The DWP rejected Ms Griffiths' grievance and this decision was upheld on appeal.  Ms Griffiths brought an employment tribunal claim alleging that there had been a failure to make reasonable adjustments.

Employment tribunal decision

The employment tribunal rejected Ms Griffiths' claim.  It found that Ms Griffiths had not been treated less favourably than any non-disabled persons would have been and that the operation of the attendance policy did not, therefore, put Ms Griffiths at a particular or substantial disadvantage when compared to non-disabled colleagues.  Ms Griffiths appealed.

EAT decision

The EAT considered previous case law that had arisen in similar situations.  It noted that the case law had established that "in order to uphold a claim that there has been a breach of the duty to make reasonable adjustments and, thus, discrimination – [the Employment Tribunal] must be satisfied that there is a provision, criteria or practice which has placed the disabled person concerned not simply at some disadvantage generally but at a disadvantage which is substantial…in comparison to persons who are not disabled." 

In light of this, the EAT found that the tribunal's finding that Ms Griffiths was not being put to any substantial disadvantage in comparison to non-disabled employees was correct.  The duty to make reasonable adjustments did not therefore arise.

If it had, the EAT stated that it would not have found the adjustments sought by Ms Griffiths to be reasonable in any event.  In reaching this conclusion, the EAT accepted the argument that the purpose of "reasonable adjustments" is to enable a disabled employee to carry out his work or to return to work after a disability-related absence.  The adjustments sought by Ms Griffiths related to how her absence from work should be treated.  It therefore fell outside the scope of the reason for which reasonable adjustments are required.

Comment

This is a helpful case, which will reassure employers that attendance policies involving the operation of trigger points will not automatically disadvantage disabled employees.  Similarly, a failure to exercise any discretion provided for in the policy will not automatically amount to a failure to make reasonable adjustments.
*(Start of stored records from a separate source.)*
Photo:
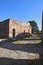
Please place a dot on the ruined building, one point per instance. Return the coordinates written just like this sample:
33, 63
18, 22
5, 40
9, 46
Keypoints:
9, 28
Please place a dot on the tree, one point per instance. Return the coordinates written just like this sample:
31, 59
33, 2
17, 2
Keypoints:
34, 25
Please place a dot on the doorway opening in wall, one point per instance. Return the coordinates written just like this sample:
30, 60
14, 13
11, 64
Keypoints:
13, 33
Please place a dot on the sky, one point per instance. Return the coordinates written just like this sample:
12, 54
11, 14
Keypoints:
22, 10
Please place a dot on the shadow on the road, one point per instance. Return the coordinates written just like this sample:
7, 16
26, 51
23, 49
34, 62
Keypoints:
10, 61
30, 48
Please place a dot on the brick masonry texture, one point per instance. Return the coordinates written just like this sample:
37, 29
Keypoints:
9, 28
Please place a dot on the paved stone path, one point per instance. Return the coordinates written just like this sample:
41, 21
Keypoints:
26, 51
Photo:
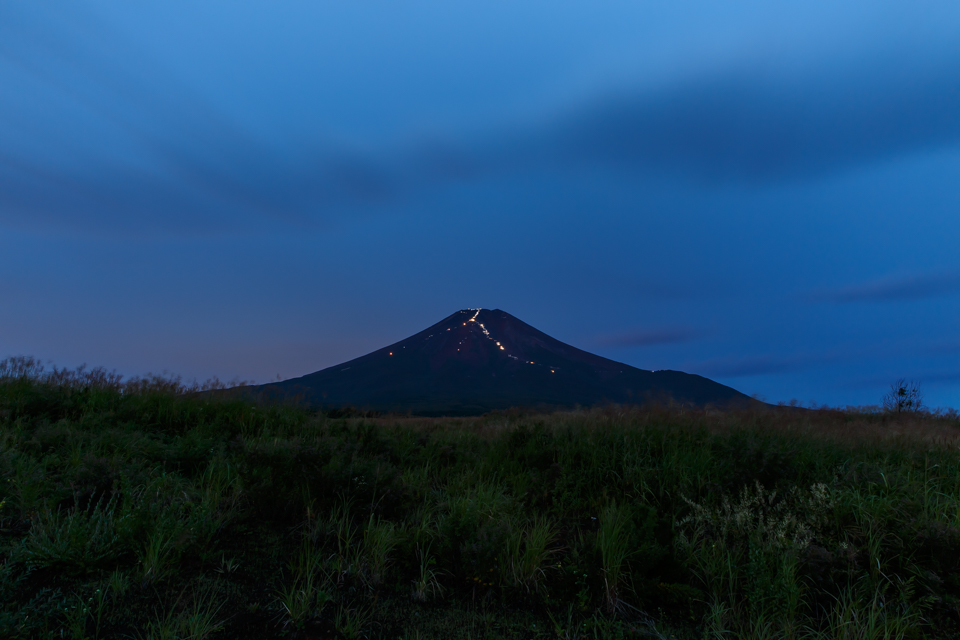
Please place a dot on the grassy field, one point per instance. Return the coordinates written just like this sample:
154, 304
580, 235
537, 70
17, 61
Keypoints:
145, 510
However, it could be argued that had Ms Griffiths brought a different type of claim she might have succeeded.  The policy in question did contain a discretionary power to adapt the trigger points for disabled employees.  It could not therefore be argued to be indirectly discriminatory because it would not necessarily put disabled employees at a particular disadvantage compared to non-disabled colleagues.

However, a claim for discrimination arising from a disability may have had more traction.  This type of claim would require Ms Griffiths to have demonstrated that she had been treated unfavourably because of something arising in consequence of her disability.  Her lengthy absence clearly arose in consequence of her disability and Ms Griffiths was treated unfavourably.  She would not have needed to point to a comparator and a claim under this section of the Equality Act is therefore more likely to have succeeded.  To defend the claim, DWP would have needed to demonstrate that its treatment of Ms Griffiths could be objectively justified.  The operation of an attendance policy so as to monitor and encourage employee attendance is very likely to be considered a legitimate aim; the key question will therefore be whether in the specific circumstances, a failure or refusal to soften the impact of an attendance policy in respect of disabled employees is proportionate.

It is therefore important that, despite the seemingly positive nature of this decision, employers do not take a "one size fits all" approach to sickness absence.